East Anglia: Cancer Death Rate Has Dropped

New figures released today show that the death rate from cancer in East Anglia has dropped by nearly a quarter since the 90s.

These figures, from Cancer Research UK, have sparked a launch of an awareness and fundraising campaign across East Anglia by the charity.

Every year, around 30,300 people are diagnosed with cancer in the East of England.

Research is the key factor in reducing the number of lives lost to cancer, with developments such as improved knowledge about preventing the disease and more effective drugs boosting the outcome for patients.

Death rates show that the proportion of people in the UK who are dying of cancer has fallen dramatically, even though more people are being diagnosed with the disease. The rising number of diagnoses is largely due to the UK’s ageing population and cancer being more common in older people.

In 1990, 220 in every 100,000 people in the UK died of cancer. Thanks to research improving the outcome for patients, this fell overall by 22% to 170 per 100,000 in 2011.

The news comes as Cancer Research UK prepares to launch its new campaign with a TV advert on Boxing Day.

It includes two narratives. The first is the life of baby girl born in 2014, from her conception, to her birth, her early years, her adolescence, right up to her diagnosis with cancer in her 40s. The second is all the research into cancer that will be carried out between now and that moment.

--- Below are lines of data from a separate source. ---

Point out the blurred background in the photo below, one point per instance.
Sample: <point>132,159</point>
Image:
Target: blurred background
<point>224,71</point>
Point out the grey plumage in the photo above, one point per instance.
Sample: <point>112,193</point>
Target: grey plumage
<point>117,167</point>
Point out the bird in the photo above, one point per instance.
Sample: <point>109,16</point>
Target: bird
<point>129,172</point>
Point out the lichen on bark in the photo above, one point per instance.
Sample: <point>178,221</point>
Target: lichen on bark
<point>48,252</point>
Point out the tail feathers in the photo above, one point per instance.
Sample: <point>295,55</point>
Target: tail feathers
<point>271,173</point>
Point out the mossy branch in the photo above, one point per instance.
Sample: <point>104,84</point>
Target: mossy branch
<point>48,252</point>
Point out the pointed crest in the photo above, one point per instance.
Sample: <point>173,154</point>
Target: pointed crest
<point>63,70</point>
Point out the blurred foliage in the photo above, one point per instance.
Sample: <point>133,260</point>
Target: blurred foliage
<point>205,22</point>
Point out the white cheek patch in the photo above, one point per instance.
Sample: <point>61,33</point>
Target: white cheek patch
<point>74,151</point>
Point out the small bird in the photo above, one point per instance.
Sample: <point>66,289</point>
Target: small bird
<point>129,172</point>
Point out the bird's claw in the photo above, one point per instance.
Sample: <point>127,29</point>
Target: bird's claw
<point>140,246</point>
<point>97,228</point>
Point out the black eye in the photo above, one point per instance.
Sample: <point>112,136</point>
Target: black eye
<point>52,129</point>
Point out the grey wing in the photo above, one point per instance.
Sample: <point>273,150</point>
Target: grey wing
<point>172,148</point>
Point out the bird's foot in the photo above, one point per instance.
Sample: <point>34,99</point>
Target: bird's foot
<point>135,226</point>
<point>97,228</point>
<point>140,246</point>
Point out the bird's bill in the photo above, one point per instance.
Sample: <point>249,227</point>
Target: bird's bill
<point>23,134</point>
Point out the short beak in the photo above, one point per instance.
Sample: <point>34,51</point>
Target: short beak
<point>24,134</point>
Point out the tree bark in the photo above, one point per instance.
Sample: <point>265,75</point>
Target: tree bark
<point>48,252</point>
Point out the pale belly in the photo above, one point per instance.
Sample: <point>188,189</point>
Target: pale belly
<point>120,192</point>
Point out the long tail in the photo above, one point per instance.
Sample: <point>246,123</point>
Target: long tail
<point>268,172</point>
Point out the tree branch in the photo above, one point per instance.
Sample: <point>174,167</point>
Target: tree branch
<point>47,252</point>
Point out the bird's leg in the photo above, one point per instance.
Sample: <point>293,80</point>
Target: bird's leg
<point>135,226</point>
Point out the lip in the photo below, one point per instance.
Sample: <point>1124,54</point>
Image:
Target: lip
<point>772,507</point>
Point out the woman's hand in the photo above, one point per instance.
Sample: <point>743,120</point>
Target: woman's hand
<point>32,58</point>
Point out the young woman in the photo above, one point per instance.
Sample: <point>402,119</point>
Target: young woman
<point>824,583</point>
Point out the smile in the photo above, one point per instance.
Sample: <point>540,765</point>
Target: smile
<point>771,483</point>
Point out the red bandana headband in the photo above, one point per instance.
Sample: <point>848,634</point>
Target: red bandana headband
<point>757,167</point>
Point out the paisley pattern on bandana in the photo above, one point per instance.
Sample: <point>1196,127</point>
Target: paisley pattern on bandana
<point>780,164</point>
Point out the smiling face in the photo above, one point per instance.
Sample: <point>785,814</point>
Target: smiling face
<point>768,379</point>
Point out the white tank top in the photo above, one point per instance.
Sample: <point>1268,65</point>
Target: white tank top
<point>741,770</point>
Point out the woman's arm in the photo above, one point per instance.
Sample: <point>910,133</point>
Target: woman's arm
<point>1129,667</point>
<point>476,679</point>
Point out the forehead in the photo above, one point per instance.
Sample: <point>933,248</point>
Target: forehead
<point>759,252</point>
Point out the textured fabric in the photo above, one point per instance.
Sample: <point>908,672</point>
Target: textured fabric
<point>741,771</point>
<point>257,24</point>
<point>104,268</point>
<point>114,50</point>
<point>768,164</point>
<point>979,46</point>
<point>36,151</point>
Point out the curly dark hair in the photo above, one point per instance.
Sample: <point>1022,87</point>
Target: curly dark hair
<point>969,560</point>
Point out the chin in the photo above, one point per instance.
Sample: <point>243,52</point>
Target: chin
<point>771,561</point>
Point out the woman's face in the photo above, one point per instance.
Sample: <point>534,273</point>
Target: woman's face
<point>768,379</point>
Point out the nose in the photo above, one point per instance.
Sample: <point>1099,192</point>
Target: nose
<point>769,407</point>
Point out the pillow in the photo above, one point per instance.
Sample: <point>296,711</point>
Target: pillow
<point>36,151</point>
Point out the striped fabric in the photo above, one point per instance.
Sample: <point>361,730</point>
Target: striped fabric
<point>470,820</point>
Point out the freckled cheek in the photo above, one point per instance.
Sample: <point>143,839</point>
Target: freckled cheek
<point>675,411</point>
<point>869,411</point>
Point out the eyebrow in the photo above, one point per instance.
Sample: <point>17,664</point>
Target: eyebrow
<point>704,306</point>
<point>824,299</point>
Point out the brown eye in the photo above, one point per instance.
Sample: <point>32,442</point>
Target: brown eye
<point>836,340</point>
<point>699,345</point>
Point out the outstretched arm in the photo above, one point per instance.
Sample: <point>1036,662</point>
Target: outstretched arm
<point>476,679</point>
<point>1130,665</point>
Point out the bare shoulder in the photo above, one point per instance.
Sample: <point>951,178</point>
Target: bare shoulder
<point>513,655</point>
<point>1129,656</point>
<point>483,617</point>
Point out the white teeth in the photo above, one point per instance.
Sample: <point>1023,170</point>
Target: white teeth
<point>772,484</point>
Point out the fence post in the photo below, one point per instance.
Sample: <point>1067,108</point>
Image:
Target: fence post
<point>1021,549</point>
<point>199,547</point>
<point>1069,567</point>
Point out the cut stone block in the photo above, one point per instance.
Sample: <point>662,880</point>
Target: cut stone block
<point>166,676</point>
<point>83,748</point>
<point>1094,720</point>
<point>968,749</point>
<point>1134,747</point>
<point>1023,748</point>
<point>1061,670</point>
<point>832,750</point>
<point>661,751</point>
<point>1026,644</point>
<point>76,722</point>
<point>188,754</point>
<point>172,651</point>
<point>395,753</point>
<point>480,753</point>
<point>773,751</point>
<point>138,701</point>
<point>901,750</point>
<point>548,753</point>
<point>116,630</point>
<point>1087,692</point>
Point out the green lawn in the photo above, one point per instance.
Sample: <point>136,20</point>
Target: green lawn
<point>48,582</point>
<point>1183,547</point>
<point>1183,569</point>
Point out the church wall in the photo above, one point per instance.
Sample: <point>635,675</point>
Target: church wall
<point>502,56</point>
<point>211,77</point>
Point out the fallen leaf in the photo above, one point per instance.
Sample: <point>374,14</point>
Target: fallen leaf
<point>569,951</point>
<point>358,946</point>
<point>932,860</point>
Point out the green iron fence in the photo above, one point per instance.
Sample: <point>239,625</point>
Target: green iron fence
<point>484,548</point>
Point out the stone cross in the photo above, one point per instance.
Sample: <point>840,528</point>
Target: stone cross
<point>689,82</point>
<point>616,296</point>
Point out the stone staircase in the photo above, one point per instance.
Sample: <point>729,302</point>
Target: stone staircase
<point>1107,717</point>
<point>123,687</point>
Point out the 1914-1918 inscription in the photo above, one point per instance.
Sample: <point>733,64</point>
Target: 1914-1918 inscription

The message is clear that by supporting Cancer Research UK, more research can be funded which will mean that one day in the future everyone will beat cancer.

The importance of research into the causes of cancer is demonstrated by the big falls in the number of people diagnosed with lung cancer as a result of fewer men smoking.

The link between tobacco and lung cancer was confirmed through ground breaking research in the 1950s. Death rates for the disease in the UK have dropped by 41% in the last 20 years.

But more research is still needed to develop more effective lung cancer treatments. This will give people who are diagnosed with the disease a much better chance of being cured as survival remains among the lowest of any cancer.

Paula Young, Cancer Research UK spokesperson for the East of England, said: “Today cancer can be beaten and as these new figures show, mortality rates from this much feared disease are dropping significantly as the fruits of research are producing more effective treatments with fewer side effects.

"But while we’re heading in the right direction, too many lives are still being lost to the disease, highlighting how much more work there is to do. Our aim is that one day everyone will beat cancer and the more research we can fund, the sooner that day will come.

"That’s why we’re calling on people across the region to back our new campaign and help us bring forward the day when all cancers are cured. It’s not just technology or knowledge that we need to win our fight against cancer – it’s funding.” 

Thanks to the generosity of people in East Anglia, Cancer Research UK was able to spend over £44 million in the region last year on some of the UK’s leading scientific and clinical research.